So I went on a date this week.  And the guy was really sweet, and his favorite show is Six Feet Under, and he loves Regina Spektor, and Imogen Heap, and KT Tunstall, and Sufjan and everything else that I love musically.  He has an awesome job and is doing exactly what he wants.  And I for some reason, just wanted to go home.  Well not home.  To the park with Kendall as it ended up being, which was fun.    I feel really weird about it, because all signs point to it having been a great date, he was nice, and funny, and interesting.  I don't know.

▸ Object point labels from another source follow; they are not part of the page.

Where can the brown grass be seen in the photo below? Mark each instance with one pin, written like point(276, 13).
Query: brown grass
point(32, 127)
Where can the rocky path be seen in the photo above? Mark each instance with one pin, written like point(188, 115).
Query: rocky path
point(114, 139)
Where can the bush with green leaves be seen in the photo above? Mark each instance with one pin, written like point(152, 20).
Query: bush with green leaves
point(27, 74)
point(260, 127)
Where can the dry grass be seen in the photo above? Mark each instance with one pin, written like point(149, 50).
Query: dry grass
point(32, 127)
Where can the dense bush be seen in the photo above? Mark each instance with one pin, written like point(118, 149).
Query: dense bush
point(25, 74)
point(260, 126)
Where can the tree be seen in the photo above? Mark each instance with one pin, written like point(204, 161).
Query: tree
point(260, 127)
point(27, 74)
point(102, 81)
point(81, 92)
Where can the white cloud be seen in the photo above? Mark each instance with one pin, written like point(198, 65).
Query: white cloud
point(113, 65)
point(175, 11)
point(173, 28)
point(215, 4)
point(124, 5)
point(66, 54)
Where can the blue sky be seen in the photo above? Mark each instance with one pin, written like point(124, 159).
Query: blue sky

I was trying to figure it out, and I suppose I am pretty distracted right now.  My family is moving in less than a month now, and work is as always, quite chaotic.  LGBT Hist. Month and the GSA are managing to consume a lot of my time again.  And while many of these things I suppose are good things, they haven't left me much time for that.. part of my life?   I suppose thats it.  But at the same time, I dont know if it is.  I can picture myself with someone, in fact I do.  And doing so brings me the kind of feelings I was hoping for on this date.  But they weren't there.  I have a few things on my mind tonight that I should probably just let go of, at least for tonight.

My family is in holland from Thursday to Saturday, kind of an impromptu visit, since theyre both done with their jobs until they move.  The entire experience is really surreal, and I am a bit afraid to have this house be empty.  Itll be kind of a test drive.  Family is a large part of anyones identity, and I think I am just realizing that not only will they be in New Hampshire, but so will that part of me.  It is an opportunity to grow, DEFINITELY, but how, I am not sure yet.  Soo if you want to come over during that time, text me. Lol..We could watch a movie / paint toe nails D:

I am tired, and making less sense.  Gonna stop before I say something more stupid.